Uniqueness and nonuniqueness of $p$-harmonic Green functions on weighted $\mathbf{R}^n$ and metric spaces

We study uniqueness of $p$-harmonic Green functions in domains $\Omega$ in a complete metric space equipped with a doubling measure supporting a $p$-Poincar\'e inequality, with $1<p<\infty$. For bounded domains in unweighted $\mathbf{R}^n$, the uniqueness was shown for the $p$-Laplace operator $\Delta_p$ and all $p$ by Kichenassamy--V\'eron (Math. Ann. 275 (1986), 599-615), while for $p=2$ it is an easy consequence of the linearity of the Laplace operator $\Delta$. Beyond that, uniqueness is only known in some particular cases, such as in Ahlfors $p$-regular spaces, as shown by Bonk--Capogna--Zhou (arXiv:2211.11974).

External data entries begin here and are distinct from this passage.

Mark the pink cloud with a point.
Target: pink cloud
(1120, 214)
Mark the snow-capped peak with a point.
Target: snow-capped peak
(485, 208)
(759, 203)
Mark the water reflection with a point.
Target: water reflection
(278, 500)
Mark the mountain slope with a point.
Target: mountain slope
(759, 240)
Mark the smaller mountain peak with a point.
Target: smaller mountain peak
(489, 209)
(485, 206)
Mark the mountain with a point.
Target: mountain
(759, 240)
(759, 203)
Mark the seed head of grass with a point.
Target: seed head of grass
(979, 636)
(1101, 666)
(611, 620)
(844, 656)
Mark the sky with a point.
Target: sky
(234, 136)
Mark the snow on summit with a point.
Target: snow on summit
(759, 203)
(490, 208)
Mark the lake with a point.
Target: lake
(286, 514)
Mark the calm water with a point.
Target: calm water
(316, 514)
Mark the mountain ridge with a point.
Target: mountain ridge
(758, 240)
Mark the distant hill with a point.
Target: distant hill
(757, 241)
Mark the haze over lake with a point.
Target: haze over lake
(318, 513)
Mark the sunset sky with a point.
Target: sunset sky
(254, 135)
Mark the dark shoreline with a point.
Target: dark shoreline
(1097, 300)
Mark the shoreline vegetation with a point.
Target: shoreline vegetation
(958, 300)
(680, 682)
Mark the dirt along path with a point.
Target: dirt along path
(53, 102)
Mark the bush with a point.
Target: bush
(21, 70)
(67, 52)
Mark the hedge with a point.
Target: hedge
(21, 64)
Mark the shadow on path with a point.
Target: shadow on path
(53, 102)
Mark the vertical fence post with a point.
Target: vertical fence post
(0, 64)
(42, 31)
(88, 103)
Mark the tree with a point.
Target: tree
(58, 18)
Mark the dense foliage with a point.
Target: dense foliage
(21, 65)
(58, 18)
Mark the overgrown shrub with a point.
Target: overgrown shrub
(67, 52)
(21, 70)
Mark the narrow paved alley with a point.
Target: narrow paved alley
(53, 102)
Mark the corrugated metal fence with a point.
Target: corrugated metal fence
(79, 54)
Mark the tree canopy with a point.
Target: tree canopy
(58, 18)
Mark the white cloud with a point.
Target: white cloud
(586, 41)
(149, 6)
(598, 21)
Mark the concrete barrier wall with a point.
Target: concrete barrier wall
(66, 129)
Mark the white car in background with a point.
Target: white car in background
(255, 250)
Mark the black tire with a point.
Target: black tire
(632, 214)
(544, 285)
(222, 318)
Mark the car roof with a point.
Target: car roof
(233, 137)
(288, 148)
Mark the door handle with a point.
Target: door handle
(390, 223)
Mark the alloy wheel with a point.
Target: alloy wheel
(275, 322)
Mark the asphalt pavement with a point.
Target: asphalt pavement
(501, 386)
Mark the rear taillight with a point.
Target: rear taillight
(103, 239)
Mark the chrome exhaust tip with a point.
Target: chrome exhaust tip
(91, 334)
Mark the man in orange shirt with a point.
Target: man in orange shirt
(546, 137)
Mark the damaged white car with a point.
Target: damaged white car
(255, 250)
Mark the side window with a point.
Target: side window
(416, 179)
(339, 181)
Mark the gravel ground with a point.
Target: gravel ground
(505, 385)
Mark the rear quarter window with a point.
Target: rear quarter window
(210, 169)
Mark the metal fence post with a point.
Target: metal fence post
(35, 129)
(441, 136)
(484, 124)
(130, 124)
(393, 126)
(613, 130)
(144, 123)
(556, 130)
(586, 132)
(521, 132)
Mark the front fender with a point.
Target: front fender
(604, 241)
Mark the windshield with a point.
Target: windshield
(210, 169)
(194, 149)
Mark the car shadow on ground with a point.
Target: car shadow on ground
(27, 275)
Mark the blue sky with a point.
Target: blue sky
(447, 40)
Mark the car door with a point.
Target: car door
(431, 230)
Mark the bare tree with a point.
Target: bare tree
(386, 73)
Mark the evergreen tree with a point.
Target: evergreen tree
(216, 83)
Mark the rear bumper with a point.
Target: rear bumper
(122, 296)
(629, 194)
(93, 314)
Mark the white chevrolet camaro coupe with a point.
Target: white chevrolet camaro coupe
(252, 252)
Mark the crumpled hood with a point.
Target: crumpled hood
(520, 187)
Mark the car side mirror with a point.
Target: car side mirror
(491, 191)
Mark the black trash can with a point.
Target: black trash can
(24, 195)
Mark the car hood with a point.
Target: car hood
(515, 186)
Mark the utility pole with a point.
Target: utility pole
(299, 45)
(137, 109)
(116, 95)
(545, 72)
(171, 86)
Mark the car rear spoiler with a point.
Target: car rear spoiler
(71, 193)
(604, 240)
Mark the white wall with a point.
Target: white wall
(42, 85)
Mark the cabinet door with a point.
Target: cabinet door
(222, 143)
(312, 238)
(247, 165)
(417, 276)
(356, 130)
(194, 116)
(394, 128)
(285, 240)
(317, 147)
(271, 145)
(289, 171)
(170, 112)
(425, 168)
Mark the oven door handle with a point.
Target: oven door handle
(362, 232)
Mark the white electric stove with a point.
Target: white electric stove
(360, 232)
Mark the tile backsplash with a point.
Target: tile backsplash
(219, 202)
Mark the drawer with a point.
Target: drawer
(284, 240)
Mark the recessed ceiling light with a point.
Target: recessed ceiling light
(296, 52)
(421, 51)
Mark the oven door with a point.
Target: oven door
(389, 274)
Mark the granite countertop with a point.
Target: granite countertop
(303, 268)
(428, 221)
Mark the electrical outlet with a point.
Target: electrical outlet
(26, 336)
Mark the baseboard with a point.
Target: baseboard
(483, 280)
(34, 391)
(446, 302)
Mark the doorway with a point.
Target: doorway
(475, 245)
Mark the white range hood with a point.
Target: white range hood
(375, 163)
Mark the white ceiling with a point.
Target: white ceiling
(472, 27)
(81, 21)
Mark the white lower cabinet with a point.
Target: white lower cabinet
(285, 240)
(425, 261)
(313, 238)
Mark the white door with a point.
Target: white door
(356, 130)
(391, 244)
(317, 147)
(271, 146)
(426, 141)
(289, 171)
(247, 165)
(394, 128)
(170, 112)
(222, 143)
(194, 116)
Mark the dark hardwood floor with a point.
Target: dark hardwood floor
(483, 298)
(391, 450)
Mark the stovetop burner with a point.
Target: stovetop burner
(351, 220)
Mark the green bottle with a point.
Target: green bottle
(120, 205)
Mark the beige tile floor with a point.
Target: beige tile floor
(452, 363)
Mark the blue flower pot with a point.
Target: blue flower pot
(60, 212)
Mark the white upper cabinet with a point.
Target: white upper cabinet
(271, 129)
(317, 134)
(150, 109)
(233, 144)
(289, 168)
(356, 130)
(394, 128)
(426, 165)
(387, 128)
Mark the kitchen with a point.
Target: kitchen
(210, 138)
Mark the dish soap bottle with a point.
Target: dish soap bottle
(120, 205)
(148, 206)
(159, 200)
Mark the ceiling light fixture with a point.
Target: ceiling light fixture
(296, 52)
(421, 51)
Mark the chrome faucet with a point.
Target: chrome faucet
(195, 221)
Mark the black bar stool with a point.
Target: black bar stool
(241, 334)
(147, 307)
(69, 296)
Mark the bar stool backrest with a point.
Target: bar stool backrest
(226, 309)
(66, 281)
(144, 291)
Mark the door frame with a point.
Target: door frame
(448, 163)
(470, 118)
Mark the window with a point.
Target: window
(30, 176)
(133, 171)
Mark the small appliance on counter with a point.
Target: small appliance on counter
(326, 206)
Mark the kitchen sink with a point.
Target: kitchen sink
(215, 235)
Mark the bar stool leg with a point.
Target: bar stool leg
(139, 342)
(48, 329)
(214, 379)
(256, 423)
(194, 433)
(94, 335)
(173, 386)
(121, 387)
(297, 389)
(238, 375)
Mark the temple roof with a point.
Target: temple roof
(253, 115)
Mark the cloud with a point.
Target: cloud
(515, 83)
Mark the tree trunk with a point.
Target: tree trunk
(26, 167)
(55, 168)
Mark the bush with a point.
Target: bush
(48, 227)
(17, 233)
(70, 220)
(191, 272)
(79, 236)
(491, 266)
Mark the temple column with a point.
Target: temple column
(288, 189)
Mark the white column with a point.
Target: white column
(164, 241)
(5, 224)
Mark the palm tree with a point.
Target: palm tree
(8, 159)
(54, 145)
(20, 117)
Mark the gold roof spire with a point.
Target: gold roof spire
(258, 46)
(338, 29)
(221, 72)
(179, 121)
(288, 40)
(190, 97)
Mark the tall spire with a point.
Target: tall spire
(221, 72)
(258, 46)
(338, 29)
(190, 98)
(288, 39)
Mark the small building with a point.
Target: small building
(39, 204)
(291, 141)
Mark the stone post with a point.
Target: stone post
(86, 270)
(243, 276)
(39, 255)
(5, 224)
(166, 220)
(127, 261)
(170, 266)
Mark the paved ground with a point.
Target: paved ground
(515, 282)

When the singularity $x_0$ has positive $p$-capacity, the Green function is a particular multiple of the capacitary potential for $\text{cap}_p(\{x_0\},\Omega)$ and is therefore unique. Here we give a sufficient condition for uniqueness in metric spaces, and provide an example showing that the range of $p$ for which it holds (while $x_0$ has zero $p$-capacity) can be a nondegenerate interval. In the opposite direction, we give the first example showing that uniqueness can fail in metric spaces, even for $p=2$.